AWS Marketplace simplifies many of the traditional challenges software and SaaS companies face, such as acquiring customers, developing distribution channels, and billing for their software. With AWS Marketplace, a simple listing process makes it quick and easy to add products and expose them to AWS’s hundreds of thousands of active customers. Product prices are clearly stated and charges appear on the same bill as a customer’s other AWS services. Customers can quickly deploy products found in the marketplace and software providers can easily add billing to their products by specifying hourly or monthly charges, without undertaking costly code changes. Billing is managed by AWS Marketplace, relieving sellers of the responsibility of managing customer accounts and processing payments, and leaving software developers more time to focus on building great software.

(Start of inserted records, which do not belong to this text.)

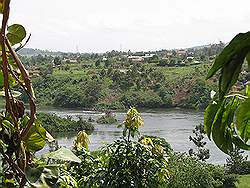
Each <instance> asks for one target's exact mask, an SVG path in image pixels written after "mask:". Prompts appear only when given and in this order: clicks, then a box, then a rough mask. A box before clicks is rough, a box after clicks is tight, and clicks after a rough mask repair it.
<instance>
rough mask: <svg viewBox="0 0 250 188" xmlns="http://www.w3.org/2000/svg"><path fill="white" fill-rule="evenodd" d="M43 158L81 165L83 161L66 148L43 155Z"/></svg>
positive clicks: (59, 149) (71, 151)
mask: <svg viewBox="0 0 250 188" xmlns="http://www.w3.org/2000/svg"><path fill="white" fill-rule="evenodd" d="M42 158H49V159H55V160H61V161H70V162H76V163H81V159H79V158H78V157H77V156H76V155H75V154H74V153H73V152H72V151H71V150H70V149H68V148H65V147H62V148H60V149H58V150H56V151H54V152H50V153H46V154H43V155H42Z"/></svg>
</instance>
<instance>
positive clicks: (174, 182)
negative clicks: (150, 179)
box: [165, 154, 237, 188]
mask: <svg viewBox="0 0 250 188" xmlns="http://www.w3.org/2000/svg"><path fill="white" fill-rule="evenodd" d="M168 168H169V173H170V178H169V180H168V183H167V184H166V185H165V187H169V188H170V187H171V188H179V187H185V188H189V187H190V188H209V187H227V188H230V187H235V183H236V181H237V177H236V176H235V175H231V174H228V173H227V172H226V171H225V169H224V168H223V167H220V166H214V165H211V164H207V163H204V162H201V161H198V160H197V159H195V158H193V157H190V156H187V155H186V154H173V155H171V156H170V158H169V167H168Z"/></svg>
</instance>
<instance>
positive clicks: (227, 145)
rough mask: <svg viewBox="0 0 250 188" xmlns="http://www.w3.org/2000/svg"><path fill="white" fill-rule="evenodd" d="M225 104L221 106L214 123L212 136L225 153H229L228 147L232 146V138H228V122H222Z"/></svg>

“AWS Marketplace brings the same simple, trusted, and secure online shopping experience that customers enjoy on Amazon.com’s retail website to software built for the AWS platform, streamlining the process of doing research and purchasing software,” said Terry Hanold, Vice President of New Business Initiatives, AWS. “AWS Marketplace makes it even easier to run software on AWS because you can find a wide variety of AWS ecosystem providers’ solutions, in one place, where much of the work involved in building and deploying solutions on top of AWS has already been done for you by these solutions providers.”

AWS is the leading cloud platform with a fast growing ecosystem of providers building solutions on top of the platform.

“Zend Application Fabric enables developers to confidently deploy fast, elastic and dependable PHP applications,” said Zend CEO Andi Gutmans. “AWS Marketplace makes it simple for our customers to access Zend on the AWS cloud and pay only for the infrastructure needed to run their applications. By providing customers a single invoice for combined software and server capacity, businesses can operate more effectively than ever before.”

“AWS Marketplace provides companies like ours an opportunity to easily reach new customers,” said Carolee Gearhart, SAP’s National Vice President of OEM & Strategic Partner Group for North America. “We expect our customers will benefit from SAP’s robust BI functionality, while taking advantage of the quick deployment capabilities provided by AWS Marketplace.”